Here is how you can do this fish pose to improve your thyroid health:
- Sit on the floor with your arms at your sides and your legs spread out in front of you.
- Slowly tilt your upper body a little bit backward. Straighten your back and tuck your chin into your chest.
- Bend your knees and put your weight on the bones in your sitting area. Raise both of your legs up slowly. Your toes should be about a foot off the ground, and your body should be in a "V" shape.
- You should put your arms out in front of you. Your palms should face each other and be parallel to the floor.
- As you breathe in and out, use your core muscles.
5) Legs-up-the-wall Pose
Viparita Karani, also known as the "legs-up-the-wall pose," is an inversion that helps you relax. It is good for most people because it does not put pressure on the neck. People think that this pose can help relieve stress, which can cause the thyroid to become out of balance.
Here is how you can do this fish pose to improve your thyroid health:
- You can support your hips with a folded blanket or a firm pillow.
- If you can move around more, add more height to the support.
- Put your right side against the wall as you sit down.
- While you lie back, lift your legs up along the wall.
- Your behind can be right up against the wall or a few inches away.
- Try different heights and distances until you find what works for you.
- Relax your neck and chin and your throat will feel better.
- You can put your arms next to your body, above your head, or anywhere else that feels good.
- Stay like this for up to 20 minutes.
- You can change the pose by letting your legs open wide to either side or by bringing the soles of your feet together and bending your knees.

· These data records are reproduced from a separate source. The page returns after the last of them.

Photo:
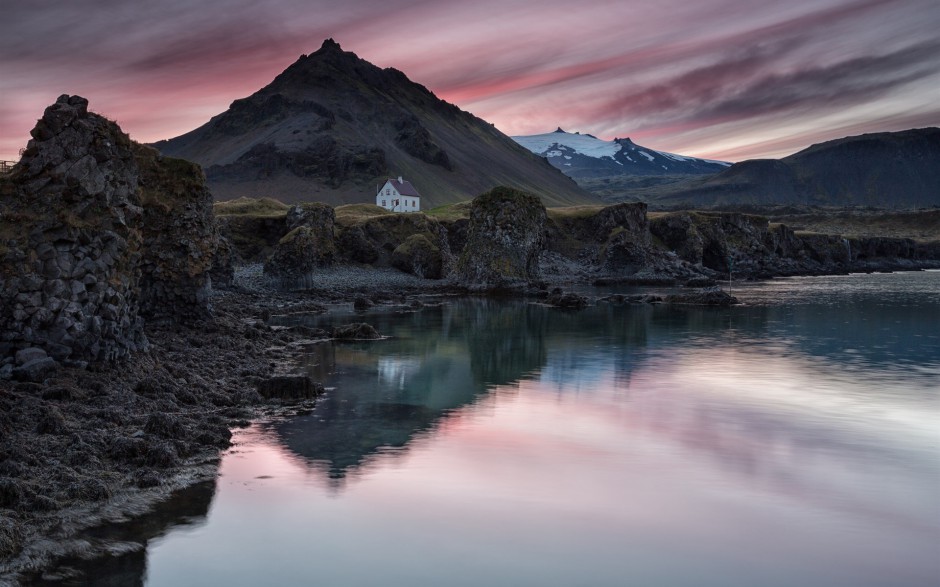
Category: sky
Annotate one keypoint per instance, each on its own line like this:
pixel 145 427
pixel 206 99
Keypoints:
pixel 722 79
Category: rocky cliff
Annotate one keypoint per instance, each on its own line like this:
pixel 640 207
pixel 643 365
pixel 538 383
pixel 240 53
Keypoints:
pixel 95 234
pixel 506 236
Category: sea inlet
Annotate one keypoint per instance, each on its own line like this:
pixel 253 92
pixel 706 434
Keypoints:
pixel 790 440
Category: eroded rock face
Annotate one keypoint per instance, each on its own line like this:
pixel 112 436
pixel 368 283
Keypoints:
pixel 97 232
pixel 418 256
pixel 181 239
pixel 308 245
pixel 70 240
pixel 506 236
pixel 412 243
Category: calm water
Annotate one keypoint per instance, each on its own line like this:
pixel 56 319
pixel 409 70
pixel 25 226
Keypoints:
pixel 792 441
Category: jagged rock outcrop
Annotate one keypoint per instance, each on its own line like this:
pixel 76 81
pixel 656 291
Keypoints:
pixel 181 239
pixel 308 245
pixel 419 256
pixel 97 232
pixel 413 243
pixel 71 240
pixel 506 235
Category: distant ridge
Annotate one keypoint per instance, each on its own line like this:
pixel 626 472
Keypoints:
pixel 332 126
pixel 585 156
pixel 892 170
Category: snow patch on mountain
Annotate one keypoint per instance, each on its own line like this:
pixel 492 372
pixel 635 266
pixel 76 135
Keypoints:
pixel 584 155
pixel 587 145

- To get out of the pose, push away from the wall.
Try to hold this pose for at least five minutes at a time.
6) Savasana
Corpse Pose can be a tough yoga pose because it requires you to stay still for a long time. This pose increases blood flow to the thyroid, which stimulates the thyroid and helps treat hypothyroidism.
Here is how you can do this fish pose to improve your thyroid health:
- Lay on your back and put your arms and legs at your sides.
- Try to calm your mind and close your eyes.
- Slowly breathe in through your nose and focus on every part of your body, beginning with your toes.
- Let out your breath and picture your body at ease. Hold this pose for 10 minutes, and then go back to standing up straight.
Include these asanas in your regular fitness routine to improve your thyroid health.